“Backend engineer” has traditionally referred to writing software that interacts with the data layer, I guess “data engineer” maybe more specifically refers to skills like architecting ETL pipelines etc.
One one end you have data scientist, which is a statistician. On the other end is a software engineer. A data engineer is roughly in the middle of those two.
In huge ass tech companies where you’re working on complex shit, people become more and more specialized. Those job titles become more granular.
The dude that has to manage a billion people’s data in real time isn’t the same as the dude who makes the buttons orange.
At small startups the ‘data engineer’ usually have credentials of both data scientist and software engineer. (Expert in the data science stack of input, analyze, mange and output).
At large companies like facebook and microsoft the term ‘data engineer’ can mean low level sql or nosql people.
Utterly meaningless title.
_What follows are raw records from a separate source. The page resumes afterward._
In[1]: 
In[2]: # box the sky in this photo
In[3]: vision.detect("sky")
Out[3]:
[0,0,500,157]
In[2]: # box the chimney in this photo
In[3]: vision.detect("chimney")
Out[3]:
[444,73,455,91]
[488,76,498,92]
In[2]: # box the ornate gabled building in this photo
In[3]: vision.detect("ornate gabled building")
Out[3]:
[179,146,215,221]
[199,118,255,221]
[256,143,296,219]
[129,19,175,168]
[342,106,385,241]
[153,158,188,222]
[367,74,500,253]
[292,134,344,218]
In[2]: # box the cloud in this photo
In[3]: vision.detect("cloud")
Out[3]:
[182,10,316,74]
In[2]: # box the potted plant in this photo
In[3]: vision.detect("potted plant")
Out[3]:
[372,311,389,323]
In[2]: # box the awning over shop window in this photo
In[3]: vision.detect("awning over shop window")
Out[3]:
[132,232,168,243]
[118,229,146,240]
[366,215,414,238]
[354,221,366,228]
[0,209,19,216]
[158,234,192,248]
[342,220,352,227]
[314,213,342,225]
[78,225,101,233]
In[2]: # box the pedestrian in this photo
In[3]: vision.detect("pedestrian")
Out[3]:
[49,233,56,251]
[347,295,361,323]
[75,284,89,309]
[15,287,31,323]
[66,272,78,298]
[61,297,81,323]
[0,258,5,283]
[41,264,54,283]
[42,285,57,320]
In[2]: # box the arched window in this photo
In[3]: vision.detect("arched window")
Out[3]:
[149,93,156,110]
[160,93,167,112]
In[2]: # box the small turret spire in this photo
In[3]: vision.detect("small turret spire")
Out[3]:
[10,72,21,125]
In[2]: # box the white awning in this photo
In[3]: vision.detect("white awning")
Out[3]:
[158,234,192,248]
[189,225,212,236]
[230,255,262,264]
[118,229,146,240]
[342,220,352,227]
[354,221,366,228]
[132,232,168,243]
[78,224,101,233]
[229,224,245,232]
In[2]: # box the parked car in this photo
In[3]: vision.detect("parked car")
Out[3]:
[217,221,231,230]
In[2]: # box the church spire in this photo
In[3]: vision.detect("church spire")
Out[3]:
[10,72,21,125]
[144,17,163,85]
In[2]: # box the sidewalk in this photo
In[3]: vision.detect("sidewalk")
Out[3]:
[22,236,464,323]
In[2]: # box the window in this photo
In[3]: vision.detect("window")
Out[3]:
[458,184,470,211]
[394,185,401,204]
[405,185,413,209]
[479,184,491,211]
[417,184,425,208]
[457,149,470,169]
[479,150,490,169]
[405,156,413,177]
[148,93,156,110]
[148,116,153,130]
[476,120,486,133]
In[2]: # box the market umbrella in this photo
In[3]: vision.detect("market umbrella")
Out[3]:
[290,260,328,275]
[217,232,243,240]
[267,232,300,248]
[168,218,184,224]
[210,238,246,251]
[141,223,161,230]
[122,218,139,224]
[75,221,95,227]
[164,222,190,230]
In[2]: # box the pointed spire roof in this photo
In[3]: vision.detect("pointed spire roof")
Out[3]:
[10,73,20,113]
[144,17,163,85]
I know ‘data engineers’ that have ZERO software engineering experience. At most they know a _bit_ of SQL and zero knowledge of how the databases actually work.
Honestly, almost noone who is a ‘data scientist’ these days has ANY experience with statistics. Most are eng/commerce/maths/physics grads who know a bit of python (or maybe R) and know how to make some nice plots.
I got an email from my alma mater yesterday saying they had added Data Science as a major/minor. I had never heard of it before.